The backup of the backup cluster to the primary cluster may be a full data backup (backup of all data in the primary cluster) or a partial data backup (backup of partial data in the primary cluster). Further, for the corresponding relation between the main cluster and the backup cluster, after the corresponding relation between one main cluster and one backup cluster for carrying out data backup is set, the main cluster and the backup cluster can be considered to be bound, if the backup cluster for carrying out data backup on the main cluster needs to be changed, the binding between the original main cluster and the backup cluster can be firstly released, after the binding is released, the corresponding relation between the new backup cluster and the main cluster is established, the binding between the main cluster and the new backup cluster is carried out, and the data backup is carried out on the main cluster through the new backup cluster. Namely, the corresponding binding relation between the main cluster and the standby cluster can be reset after the binding is released.
Step b, traversing each main cluster in turn, and setting all topics in the traversed main clusters as normal topics;
it should be noted that, the user may set part or all of the topics in the main cluster as normal topics according to the actual needs, and it can be understood that if a certain topic is a normal topic in the main cluster, there will be a mirror topic corresponding to the normal topic in the backup cluster corresponding to the main cluster, and if a certain topic is a mirror topic in the main cluster, there will be a normal topic corresponding to the mirror topic in the backup cluster corresponding to the main cluster, and data synchronization is maintained between the normal topic and the mirror topic.
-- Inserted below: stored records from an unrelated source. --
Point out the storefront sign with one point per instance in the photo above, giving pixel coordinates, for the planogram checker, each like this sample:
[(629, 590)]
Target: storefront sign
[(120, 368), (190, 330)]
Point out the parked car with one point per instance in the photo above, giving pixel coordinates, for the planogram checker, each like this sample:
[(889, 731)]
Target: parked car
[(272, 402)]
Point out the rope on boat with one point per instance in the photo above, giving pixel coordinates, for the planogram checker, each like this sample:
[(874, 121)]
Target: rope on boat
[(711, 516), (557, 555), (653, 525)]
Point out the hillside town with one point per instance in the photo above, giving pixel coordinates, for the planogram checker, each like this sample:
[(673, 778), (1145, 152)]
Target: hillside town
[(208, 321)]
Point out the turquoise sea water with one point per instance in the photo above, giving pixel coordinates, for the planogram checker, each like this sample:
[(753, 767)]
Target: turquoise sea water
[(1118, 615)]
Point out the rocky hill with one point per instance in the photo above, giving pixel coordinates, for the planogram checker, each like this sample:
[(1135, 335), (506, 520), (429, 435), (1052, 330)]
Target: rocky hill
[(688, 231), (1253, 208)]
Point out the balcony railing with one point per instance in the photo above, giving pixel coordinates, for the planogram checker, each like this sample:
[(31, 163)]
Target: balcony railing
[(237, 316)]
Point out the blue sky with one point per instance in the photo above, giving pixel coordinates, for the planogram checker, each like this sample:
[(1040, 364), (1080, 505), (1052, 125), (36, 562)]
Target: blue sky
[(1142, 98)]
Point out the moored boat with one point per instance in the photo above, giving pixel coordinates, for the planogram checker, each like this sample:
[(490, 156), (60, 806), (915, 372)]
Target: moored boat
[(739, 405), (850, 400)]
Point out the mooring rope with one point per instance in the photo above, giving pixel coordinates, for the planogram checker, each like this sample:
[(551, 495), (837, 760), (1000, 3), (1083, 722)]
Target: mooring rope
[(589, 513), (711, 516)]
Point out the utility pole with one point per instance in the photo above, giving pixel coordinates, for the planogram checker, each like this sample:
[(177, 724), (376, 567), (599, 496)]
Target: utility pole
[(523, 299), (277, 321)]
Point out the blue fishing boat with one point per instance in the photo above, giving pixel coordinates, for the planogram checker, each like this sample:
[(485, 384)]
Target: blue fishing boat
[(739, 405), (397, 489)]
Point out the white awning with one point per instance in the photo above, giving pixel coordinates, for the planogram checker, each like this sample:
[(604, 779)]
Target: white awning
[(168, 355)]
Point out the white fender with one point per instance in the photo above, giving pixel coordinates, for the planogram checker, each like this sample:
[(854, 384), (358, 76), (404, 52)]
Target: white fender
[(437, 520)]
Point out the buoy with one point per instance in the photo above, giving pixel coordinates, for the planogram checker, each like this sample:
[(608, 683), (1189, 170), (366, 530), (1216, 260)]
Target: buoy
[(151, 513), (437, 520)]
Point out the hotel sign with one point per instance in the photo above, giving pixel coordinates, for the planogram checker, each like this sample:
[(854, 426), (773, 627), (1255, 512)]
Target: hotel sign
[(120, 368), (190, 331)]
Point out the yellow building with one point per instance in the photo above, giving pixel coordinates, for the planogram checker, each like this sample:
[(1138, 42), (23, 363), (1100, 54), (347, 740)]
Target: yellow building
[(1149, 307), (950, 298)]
Preferably, in this embodiment, all topics in the primary cluster are set as normal topics, but when the primary cluster is switched (i.e. the primary cluster is switched to the backup cluster, the backup cluster is switched to the primary cluster), the normal topics in the primary cluster (i.e. the primary cluster before switching) are switched to mirror topics, and the mirror topics in the primary cluster (i.e. the backup cluster before switching) are switched to normal topics.
It should be noted that, the producer and the consumer generally write data into and read data from the normal subject, and particularly, if the number of consumers that read data from a certain normal subject in the same preset time period is greater than a preset threshold, a part of consumers may be switched to read data from the mirror image subject corresponding to the normal subject, so as to share the data reading pressure of the normal subject. For example, referring to fig. 7, a normal Topic TopicA is in the master cluster clusteria, a producer P and a consumer C read and write data from the normal Topic TopicA (the producer writes data and the consumer reads data), a database D is connected to the normal Topic TopicA, a solid circle represents the normal Topic in the figure, a dotted circle represents the mirror Topic, and when the number of consumers reading data from the normal Topic TopicA in a certain preset period is greater than the preset number, a part of consumers C can be migrated to the mirror Topic TopicA in clusterib which keeps data synchronization with the master cluster clusteria to read data, so as to reduce the normal topicaread pressure.
In addition, a plurality of read topics can be copied from the region to region, and the user can read the data of the nearby topics, if one normal Topic copies one read Topic at each of the X, Y, Z three places, then the user A can read the data through the read Topic of the X region if the geographic position of the user A is close to the X place, and the user B can read the data through the read Topic of the Y region if the geographic position of the user A is close to the Y place. For example, referring to fig. 8, a region a (region a) is deployed with a master cluster, a producer P and a consumer C read and write data from and to a database D of normal topics TopicA in the cluster, when the number of consumers reading data from and to normal topics TopicA within a certain preset period is greater than a preset number, one or more read topics may be copied from the clusters in the region a (region a) and the region B (region B), respectively, for example, one read TopicA may be copied from the clusters clusterib in the region a, the cluster clusteric in the region B, and the cluster clusterid in the region B, respectively, and the consumer C may select one topicbased on a proximity principle or randomly.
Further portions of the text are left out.